Il ne nous a fallu qu’un regard pour comprendre que tout cela était bien exagéré. Dans un imposant décor en béton, une plateforme coincée entre, à jardin, un vide (qui se révèlera bientôt être un charnier), et à cour un étroit escalier grimpant vers un appartement qu’on aperçoit à travers une grande baie vitrée. Subtilement éclairé, ce décor installe une ambiance futuriste, évoquant une société post-apocalyptique où les survivants les plus puissants s’enferment dans des tours imprenables, ne permettant une existence aux autres – moins fortunés – qu’en objets de consommation, soit comme serviteurs (serveurs, gardes et « nettoyeurs »), soit comme victimes de leur prédation sexuelle.
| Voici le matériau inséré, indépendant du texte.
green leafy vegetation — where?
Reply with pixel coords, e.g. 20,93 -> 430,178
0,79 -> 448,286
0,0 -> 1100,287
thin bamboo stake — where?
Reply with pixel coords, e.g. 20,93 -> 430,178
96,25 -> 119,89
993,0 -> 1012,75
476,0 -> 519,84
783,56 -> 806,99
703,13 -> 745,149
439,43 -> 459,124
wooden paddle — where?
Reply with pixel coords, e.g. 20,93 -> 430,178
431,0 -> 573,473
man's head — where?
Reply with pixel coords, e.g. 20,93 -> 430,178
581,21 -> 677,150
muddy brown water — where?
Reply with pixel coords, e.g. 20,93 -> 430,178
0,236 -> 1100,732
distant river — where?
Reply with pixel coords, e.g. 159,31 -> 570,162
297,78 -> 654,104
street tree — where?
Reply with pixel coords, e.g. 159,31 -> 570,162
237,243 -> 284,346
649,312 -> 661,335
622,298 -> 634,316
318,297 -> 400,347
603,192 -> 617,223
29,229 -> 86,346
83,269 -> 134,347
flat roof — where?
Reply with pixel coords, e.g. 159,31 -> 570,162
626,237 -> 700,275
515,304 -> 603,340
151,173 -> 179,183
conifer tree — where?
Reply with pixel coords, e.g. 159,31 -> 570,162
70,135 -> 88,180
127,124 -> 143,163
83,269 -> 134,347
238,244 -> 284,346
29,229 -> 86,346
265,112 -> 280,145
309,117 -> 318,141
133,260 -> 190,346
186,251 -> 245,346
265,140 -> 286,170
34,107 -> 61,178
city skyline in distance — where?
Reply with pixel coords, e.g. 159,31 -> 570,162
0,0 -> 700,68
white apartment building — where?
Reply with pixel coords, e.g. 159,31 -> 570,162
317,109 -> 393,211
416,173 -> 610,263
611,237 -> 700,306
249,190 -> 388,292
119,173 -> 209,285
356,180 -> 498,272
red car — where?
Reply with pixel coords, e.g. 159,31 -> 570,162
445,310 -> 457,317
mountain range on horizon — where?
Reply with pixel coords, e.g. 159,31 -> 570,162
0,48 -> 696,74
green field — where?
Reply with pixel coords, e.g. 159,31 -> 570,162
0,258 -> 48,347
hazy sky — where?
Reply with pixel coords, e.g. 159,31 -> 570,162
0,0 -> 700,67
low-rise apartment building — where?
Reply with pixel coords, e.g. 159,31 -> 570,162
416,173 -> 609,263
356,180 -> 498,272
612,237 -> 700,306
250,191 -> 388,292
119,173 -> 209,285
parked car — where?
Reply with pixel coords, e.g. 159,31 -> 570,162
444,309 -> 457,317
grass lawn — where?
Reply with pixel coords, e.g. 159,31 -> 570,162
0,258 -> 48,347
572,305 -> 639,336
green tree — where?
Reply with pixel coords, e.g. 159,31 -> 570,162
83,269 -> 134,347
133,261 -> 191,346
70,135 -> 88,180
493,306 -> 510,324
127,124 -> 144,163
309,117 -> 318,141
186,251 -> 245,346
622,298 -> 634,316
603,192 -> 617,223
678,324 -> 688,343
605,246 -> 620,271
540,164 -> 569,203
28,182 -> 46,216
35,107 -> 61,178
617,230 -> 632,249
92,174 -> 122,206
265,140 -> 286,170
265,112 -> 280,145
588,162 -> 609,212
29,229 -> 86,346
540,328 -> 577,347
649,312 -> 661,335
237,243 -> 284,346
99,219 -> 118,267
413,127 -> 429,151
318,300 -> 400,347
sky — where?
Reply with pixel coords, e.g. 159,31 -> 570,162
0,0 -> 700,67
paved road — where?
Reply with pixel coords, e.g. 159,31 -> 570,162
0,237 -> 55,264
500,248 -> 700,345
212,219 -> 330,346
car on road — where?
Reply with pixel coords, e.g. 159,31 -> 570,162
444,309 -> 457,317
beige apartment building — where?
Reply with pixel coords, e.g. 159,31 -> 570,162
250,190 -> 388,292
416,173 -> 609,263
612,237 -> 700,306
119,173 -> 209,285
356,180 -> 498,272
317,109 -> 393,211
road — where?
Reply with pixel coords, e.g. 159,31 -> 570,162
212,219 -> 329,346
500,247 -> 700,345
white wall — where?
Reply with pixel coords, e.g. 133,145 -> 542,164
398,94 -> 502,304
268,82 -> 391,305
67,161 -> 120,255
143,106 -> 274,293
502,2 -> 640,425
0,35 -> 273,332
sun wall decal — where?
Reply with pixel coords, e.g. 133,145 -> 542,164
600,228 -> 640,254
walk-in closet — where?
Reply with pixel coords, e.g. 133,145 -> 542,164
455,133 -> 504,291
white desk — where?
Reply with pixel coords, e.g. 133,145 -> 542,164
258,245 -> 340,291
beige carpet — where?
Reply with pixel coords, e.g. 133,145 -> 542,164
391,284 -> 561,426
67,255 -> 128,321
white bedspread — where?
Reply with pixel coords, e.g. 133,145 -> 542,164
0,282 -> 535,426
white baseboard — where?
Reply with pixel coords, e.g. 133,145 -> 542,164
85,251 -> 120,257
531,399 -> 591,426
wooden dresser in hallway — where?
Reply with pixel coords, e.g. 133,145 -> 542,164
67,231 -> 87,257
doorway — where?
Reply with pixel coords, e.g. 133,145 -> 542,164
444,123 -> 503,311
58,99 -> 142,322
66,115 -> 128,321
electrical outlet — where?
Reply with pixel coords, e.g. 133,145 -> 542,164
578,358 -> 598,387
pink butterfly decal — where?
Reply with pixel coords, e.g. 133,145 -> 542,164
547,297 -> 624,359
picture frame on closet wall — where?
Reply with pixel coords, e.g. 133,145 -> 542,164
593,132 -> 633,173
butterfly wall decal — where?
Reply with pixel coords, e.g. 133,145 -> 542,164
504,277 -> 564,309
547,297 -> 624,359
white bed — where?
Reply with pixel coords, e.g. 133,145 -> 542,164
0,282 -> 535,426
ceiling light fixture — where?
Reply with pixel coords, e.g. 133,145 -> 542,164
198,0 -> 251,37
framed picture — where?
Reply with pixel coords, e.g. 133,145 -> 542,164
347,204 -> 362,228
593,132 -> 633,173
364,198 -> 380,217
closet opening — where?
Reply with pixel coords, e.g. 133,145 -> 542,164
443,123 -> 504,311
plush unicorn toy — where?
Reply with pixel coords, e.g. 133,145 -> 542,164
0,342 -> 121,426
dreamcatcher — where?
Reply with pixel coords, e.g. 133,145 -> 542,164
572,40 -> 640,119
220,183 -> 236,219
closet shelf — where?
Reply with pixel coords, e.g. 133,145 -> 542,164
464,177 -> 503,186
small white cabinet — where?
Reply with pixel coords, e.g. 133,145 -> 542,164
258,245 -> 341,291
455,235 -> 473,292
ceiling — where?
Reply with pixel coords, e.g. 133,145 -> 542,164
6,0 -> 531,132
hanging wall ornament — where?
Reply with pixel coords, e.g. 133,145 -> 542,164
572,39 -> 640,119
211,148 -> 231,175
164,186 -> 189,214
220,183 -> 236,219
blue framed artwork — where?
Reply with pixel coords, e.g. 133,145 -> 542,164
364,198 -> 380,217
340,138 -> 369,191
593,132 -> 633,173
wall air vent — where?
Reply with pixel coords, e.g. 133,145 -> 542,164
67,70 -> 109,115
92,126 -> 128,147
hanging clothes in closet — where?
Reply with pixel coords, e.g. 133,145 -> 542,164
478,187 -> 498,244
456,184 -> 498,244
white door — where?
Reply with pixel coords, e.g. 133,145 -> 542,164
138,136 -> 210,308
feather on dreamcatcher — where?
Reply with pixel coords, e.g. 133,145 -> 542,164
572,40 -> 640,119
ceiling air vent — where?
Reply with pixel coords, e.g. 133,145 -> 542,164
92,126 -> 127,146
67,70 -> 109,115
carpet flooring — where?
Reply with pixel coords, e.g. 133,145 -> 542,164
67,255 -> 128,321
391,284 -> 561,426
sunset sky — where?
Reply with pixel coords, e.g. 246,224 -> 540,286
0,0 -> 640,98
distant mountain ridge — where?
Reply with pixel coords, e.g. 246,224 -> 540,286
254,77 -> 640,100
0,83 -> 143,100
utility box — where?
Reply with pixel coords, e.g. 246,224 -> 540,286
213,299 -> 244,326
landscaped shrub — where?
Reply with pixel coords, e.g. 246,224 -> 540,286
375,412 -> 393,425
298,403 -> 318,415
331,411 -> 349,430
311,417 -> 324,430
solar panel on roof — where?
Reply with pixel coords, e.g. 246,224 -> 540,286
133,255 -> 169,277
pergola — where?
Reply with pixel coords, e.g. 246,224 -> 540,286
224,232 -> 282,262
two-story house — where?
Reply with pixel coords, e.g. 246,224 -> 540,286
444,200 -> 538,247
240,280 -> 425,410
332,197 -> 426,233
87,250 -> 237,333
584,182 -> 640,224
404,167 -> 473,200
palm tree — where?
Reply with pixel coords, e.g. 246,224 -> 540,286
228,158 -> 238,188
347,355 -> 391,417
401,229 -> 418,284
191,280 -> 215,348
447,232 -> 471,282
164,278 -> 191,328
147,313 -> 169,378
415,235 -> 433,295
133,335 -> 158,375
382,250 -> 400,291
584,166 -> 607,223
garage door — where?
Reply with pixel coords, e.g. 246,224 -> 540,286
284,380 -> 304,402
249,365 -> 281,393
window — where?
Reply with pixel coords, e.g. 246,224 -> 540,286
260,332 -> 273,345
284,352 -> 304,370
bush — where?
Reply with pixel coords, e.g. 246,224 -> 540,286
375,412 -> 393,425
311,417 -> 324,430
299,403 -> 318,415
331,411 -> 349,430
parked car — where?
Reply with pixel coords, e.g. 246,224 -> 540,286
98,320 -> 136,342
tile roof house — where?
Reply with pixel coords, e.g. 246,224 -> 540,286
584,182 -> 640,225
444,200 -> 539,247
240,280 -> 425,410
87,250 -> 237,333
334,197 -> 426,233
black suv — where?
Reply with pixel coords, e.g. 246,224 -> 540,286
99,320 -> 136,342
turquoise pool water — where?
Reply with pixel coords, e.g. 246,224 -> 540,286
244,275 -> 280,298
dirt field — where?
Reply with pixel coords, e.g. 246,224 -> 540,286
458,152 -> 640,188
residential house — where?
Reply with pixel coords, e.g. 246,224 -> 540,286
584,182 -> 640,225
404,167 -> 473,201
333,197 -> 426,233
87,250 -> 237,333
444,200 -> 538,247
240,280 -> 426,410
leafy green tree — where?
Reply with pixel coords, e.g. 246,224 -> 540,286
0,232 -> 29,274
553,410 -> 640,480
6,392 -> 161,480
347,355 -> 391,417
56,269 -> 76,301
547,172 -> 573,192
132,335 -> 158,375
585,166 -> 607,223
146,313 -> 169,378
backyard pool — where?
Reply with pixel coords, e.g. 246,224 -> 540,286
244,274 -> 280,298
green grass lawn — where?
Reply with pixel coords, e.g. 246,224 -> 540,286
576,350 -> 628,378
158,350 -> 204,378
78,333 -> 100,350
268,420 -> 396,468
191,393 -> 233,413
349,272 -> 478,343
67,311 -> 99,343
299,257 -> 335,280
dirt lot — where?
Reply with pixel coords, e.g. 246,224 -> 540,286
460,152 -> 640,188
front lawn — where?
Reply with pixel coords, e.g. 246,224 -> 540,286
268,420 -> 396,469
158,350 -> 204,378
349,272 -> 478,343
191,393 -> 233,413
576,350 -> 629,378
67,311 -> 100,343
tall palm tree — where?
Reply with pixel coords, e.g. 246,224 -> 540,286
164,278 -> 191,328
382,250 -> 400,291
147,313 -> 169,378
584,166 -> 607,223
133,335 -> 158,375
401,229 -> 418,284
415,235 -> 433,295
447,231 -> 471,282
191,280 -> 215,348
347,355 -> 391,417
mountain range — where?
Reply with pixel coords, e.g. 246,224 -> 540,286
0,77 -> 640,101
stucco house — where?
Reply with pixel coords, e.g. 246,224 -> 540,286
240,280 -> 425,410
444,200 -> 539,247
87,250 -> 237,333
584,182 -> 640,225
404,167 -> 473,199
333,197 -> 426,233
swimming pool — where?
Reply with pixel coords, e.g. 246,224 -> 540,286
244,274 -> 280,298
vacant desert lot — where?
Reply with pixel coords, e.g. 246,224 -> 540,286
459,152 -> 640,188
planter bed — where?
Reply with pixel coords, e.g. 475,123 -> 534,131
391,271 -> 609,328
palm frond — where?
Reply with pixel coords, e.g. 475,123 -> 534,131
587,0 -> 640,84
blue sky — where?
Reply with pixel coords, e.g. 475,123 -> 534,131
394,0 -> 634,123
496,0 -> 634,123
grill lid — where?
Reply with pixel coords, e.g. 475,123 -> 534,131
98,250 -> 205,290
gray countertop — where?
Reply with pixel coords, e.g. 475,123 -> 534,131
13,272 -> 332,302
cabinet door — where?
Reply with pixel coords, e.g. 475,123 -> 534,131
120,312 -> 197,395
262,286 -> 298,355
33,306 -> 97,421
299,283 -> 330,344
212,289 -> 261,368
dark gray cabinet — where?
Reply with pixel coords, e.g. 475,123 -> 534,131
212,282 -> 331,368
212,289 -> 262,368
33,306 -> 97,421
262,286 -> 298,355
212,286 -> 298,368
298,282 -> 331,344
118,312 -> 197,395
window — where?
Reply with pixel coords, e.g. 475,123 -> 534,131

C’est bien ce fil que Lydia Steier tire pendant la durée de l’opéra, et rien ne nous est épargné : l’orgie dans l’appartement, les cadavres – parfois démembrés – des « joujoux sexuels » qui ont été « consommés » (viols collectifs, torture et assassinat), masturbation de Salomé sur la cage où Iokanaan est enfermé, viol collectif de Salomé en lieu et place de la danse des sept voiles. Bref, nous voici plongés dans un univers où la domination prend systématiquement la forme de la dégradation humaine. Si malheureusement les actualités nous rappellent en permanence que ce genre de comportements existe – et ne sont même pas rares –, du point de vue théâtral le spectacle ne fonctionne pas, car tout cela on le comprend (et pire, on l’anticipe) au premier coup d’œil. Le propos devient donc un gigantesque aplat, asséné et répété, mais sans intérêt dramaturgique autre que de distinguer le désir que Salomé éprouve pour Iokanaan qui s’approche plus d’un amour sincère. On évite tout juste l’ennui, parce que Lydia Steier sait diriger les artistes, qui ne sont jamais laissés à eux-mêmes.
Première Salomé pour Elza van den Heever, que les incroyables moyens prédisposaient à endosser ce rôle. Voilà une Salomé de bronze, qui maîtrise parfaitement la partition dont elle livre une lecture âpre et incisive, en accord avec le propos de la metteuse en scène, ce qu’on pourrait regretter puisqu’elle ne permet pas à la chanteuse de donner une profondeur psychologique au personnage. John Daszak – toujours aussi parfait en Herode – devient ici un personnage complètement halluciné, nettement moins intérieur qu’à Aix, plus hystérique. L’Opéra de Paris nous gratifie d’une Herodias de luxe : Karita Mattila joue à merveille ce personnage ambigu et peut vocalement se prévaloir de très beaux restes. Iain Paterson est plus limité en Iokanaan, et semble mis à rude épreuve par le volume sonore de l’orchestre. Parmi les seconds rôles, mentionnons le Narraboth bien projeté de Tansel Akzeybek et le page stylé de Katharina Magiera.
En fosse, Simone Young fait sonner l’orchestre, on profite ainsi d’un confort sonore tout au long de la soirée, mais guère plus, car cette lecture – outre qu’elle complexifie la tâche des chanteurs – manque de détails et de véritable vision dramatique.